Chants et chansons politiques/Les Funérailles de Victor Noir

La bibliothèque libre.
G. Guérin, libraire (p. 47-49).
_______________________


LES FUNÉRAILLES DE VICTOR NOIR

12 janvier 1870.


Nous étions là, cent mille, ô spectacle sublime !
Maudissant l’assassin et pleurant la victime.

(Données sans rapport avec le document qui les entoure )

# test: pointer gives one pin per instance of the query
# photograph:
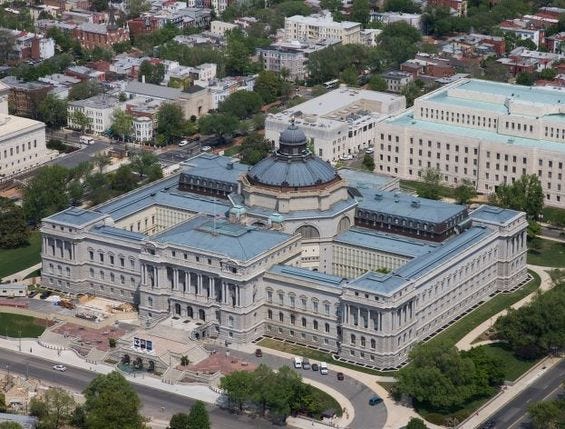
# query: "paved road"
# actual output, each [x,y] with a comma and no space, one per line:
[76,379]
[366,416]
[514,414]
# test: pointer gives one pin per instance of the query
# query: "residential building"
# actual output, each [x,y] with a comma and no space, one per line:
[91,35]
[487,132]
[99,109]
[339,123]
[397,80]
[288,249]
[315,28]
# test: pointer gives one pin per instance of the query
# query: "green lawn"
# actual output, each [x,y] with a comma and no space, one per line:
[15,260]
[501,301]
[314,355]
[547,253]
[17,325]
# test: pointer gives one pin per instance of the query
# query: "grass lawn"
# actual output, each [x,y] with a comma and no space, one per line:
[15,260]
[326,401]
[547,253]
[314,355]
[501,301]
[13,324]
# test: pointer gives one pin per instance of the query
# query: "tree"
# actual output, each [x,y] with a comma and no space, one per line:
[13,225]
[111,403]
[254,148]
[79,120]
[369,162]
[136,7]
[549,414]
[84,90]
[416,423]
[153,73]
[377,83]
[123,180]
[525,194]
[122,123]
[218,123]
[146,165]
[198,417]
[53,111]
[241,104]
[171,125]
[465,192]
[179,421]
[432,178]
[360,10]
[525,78]
[45,193]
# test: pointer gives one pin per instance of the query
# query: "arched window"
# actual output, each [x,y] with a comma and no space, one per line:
[308,232]
[343,225]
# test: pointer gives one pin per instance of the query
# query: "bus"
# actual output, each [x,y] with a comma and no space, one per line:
[331,84]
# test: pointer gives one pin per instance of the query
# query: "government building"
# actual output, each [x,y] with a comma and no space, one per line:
[490,133]
[289,248]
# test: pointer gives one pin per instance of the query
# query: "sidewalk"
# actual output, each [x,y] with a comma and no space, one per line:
[466,342]
[509,393]
[398,415]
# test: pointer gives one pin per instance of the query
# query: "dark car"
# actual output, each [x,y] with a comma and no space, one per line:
[374,400]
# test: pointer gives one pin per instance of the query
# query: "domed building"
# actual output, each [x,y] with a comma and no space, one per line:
[304,193]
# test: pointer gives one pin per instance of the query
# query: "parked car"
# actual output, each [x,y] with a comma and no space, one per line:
[374,400]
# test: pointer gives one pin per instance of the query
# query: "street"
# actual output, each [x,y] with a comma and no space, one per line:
[514,414]
[153,400]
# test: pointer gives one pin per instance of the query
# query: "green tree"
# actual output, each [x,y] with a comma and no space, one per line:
[84,90]
[432,178]
[254,148]
[238,387]
[179,421]
[171,125]
[53,111]
[146,165]
[13,226]
[377,83]
[198,417]
[360,10]
[45,193]
[123,180]
[218,123]
[525,194]
[241,104]
[122,123]
[525,78]
[369,162]
[79,120]
[465,192]
[111,403]
[416,423]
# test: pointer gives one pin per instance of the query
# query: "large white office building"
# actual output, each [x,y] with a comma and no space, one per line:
[22,141]
[289,248]
[341,122]
[487,132]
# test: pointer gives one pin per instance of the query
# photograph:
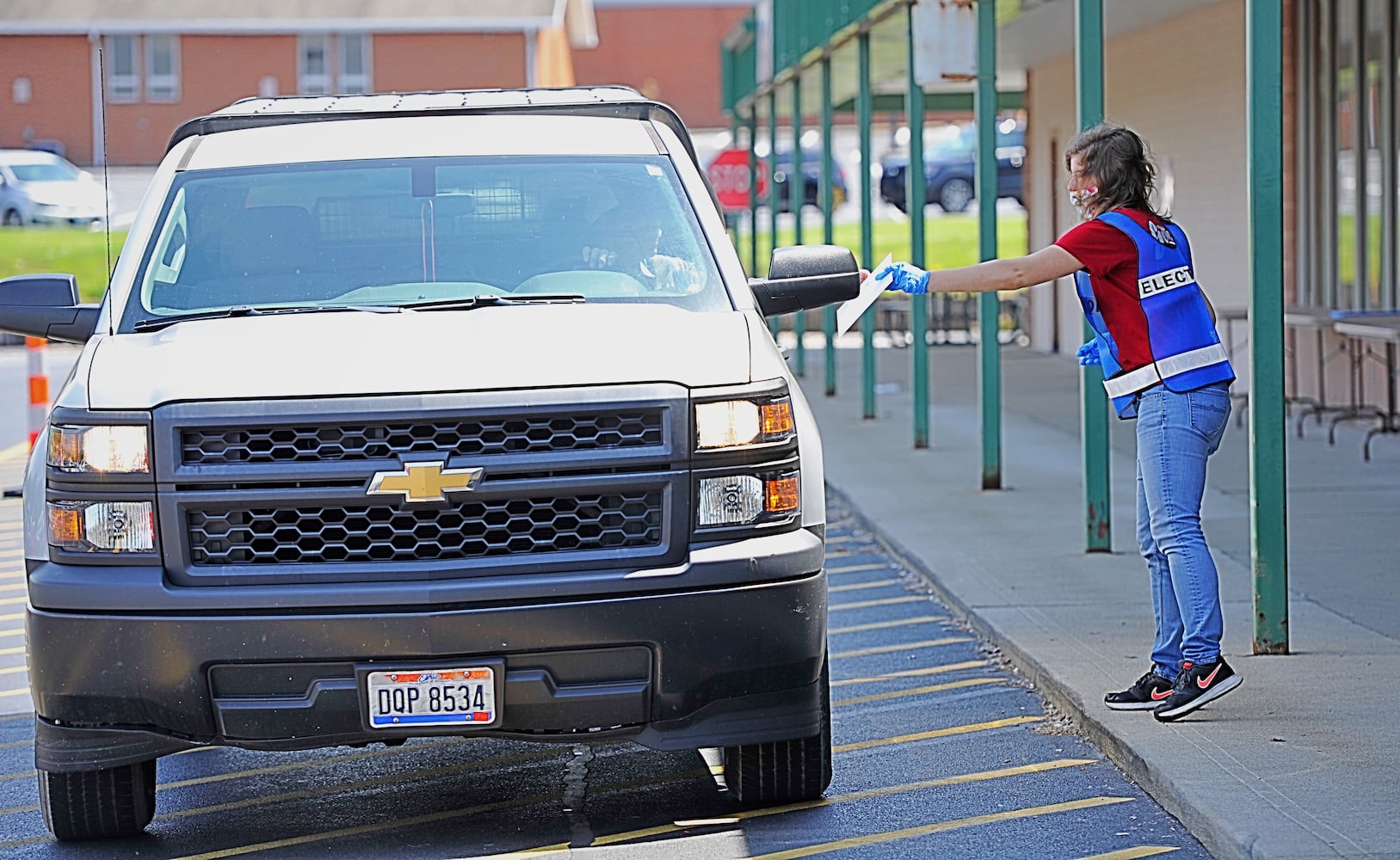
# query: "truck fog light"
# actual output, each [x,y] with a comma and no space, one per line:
[98,449]
[102,526]
[730,501]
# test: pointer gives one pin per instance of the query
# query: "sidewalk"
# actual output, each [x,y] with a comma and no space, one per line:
[1301,761]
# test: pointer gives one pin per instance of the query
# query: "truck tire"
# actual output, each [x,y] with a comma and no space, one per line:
[783,772]
[955,194]
[98,804]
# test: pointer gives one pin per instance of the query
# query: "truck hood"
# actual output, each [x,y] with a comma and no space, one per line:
[352,353]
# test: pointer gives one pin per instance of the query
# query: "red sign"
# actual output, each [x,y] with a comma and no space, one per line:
[730,176]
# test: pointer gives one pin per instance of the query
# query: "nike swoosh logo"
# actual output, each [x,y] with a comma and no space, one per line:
[1206,681]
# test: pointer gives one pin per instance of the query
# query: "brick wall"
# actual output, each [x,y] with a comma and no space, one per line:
[60,78]
[671,55]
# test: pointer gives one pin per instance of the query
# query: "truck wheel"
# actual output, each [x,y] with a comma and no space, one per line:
[955,194]
[783,771]
[98,804]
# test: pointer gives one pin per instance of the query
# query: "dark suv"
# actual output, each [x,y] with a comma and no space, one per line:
[951,167]
[811,181]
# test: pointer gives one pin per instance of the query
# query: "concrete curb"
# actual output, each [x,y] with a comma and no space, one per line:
[1212,833]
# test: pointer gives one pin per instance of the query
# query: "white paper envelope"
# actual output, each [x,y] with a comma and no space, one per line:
[852,310]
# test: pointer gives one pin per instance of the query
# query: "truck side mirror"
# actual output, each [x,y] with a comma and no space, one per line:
[804,277]
[46,305]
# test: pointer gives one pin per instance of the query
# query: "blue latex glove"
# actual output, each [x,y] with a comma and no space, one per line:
[904,277]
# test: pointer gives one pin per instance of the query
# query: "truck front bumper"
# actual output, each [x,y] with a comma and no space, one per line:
[671,670]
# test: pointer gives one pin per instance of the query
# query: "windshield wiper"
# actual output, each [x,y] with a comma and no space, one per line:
[493,301]
[163,322]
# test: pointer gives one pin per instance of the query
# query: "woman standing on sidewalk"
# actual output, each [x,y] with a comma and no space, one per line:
[1163,366]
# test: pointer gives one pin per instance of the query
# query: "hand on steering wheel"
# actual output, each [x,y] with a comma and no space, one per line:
[598,258]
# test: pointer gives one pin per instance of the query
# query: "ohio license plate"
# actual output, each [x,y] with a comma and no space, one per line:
[439,697]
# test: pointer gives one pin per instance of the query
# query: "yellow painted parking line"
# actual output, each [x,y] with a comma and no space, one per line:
[949,732]
[866,605]
[917,691]
[915,673]
[886,649]
[841,799]
[881,625]
[942,826]
[882,565]
[859,587]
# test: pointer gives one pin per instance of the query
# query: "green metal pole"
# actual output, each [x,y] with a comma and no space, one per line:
[754,194]
[1267,484]
[797,198]
[863,122]
[989,305]
[828,227]
[774,323]
[1094,400]
[731,218]
[915,194]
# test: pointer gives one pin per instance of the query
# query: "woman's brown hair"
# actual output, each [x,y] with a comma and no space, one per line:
[1118,158]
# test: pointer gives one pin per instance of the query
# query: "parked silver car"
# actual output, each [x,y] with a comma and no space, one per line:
[42,187]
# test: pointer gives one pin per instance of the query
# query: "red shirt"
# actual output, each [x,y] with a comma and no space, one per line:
[1111,259]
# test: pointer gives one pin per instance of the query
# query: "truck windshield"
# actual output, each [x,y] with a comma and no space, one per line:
[426,230]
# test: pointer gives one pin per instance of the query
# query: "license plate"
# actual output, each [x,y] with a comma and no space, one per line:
[439,697]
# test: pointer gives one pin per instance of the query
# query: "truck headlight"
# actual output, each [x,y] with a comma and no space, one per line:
[100,449]
[738,422]
[741,500]
[102,526]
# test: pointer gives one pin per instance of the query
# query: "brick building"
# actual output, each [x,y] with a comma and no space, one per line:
[107,82]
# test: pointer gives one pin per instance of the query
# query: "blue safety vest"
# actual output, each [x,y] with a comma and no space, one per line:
[1181,336]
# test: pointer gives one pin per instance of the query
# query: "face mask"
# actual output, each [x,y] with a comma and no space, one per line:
[1080,199]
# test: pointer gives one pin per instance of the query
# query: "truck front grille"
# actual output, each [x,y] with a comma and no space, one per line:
[377,441]
[379,533]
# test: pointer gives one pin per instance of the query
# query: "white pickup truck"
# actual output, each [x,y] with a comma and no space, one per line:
[446,413]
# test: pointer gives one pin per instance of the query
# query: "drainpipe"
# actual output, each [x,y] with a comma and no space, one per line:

Le nom de Victor Noir emplissait tous les cœurs !
On se serrait la main, aveuglé par les pleurs.[1]
Un ciel gris, morne et froid, comme un grand linceul sombre,
Sur le peuple éploré laissait tomber son ombre,
Nous étions là cent mille, étouffant nos sanglots,
Prêts à mourir debout, devant les chassepots.
Mais la mort attachée au service du trône,
Eut un peu de pudeur — cela vraiment étonne !
Elle était consignée, elle ne parut pas ;
Oui, mais dans la caserne elle était l’arme au bras
Attendant et guettant !… Ah ! prends-y garde, empire,
Dieu, hasard, peuple et sang, tout contre toi conspire !…
Nous étions là, etc.

L’historien pâlit en écrivant l’histoire :
Le pouvoir c’est la force, et la honte la gloire.
Qui donc arrêtera tous ces exploits sanglants ?
Et qui donc a tué cet enfant de vingt ans ?
Mais c’est un Bonaparte — un véritable Corse,[2]
Qui prend pour la justice : et la haine et la force !…
Nous étions là, etc.

Sa jeune fiancée accompagnait la bière
Que le peuple portait lui-même au cimetière…
Ô belle fiancée, où sont vos rêves d’or ?
Camille, on a tué votre pauvre Victor ;

En le frappant au cœur on a frappé la France !
Le peuple seul est grand, attendez la vengeance.
Nous étions là, etc.

Le peuple est un lion qui rugit et menace,
Il regarde, front haut, l’empire face à face.
Il n’est plus cette brute à qui l’on passe au cou
Le carcan de la peur en guise de licou.
Il sait tout ce qu’il vaut sous sa mâle guenille,
Il sait que son aïeul a rasé la Bastille !
Nous étions là, etc.

  1. Victor Noir et Ulric de Fonvielle, témoins de Paschal Grousset, rédacteur du journal la Marseillaise, étaient allés à Auteuil demander une réparation d’honneur au prince Pierre Bonaparte qui avait insulté le parti démocratique. Le prince dans son propre salon, assassina Victor Noir d’un coup de revolver, tiré au cœur à bout portant. (10 janvier 1870)
  2. Pierre Bonaparte fut jugé et acquitté par l’honorable magistrature du second empire.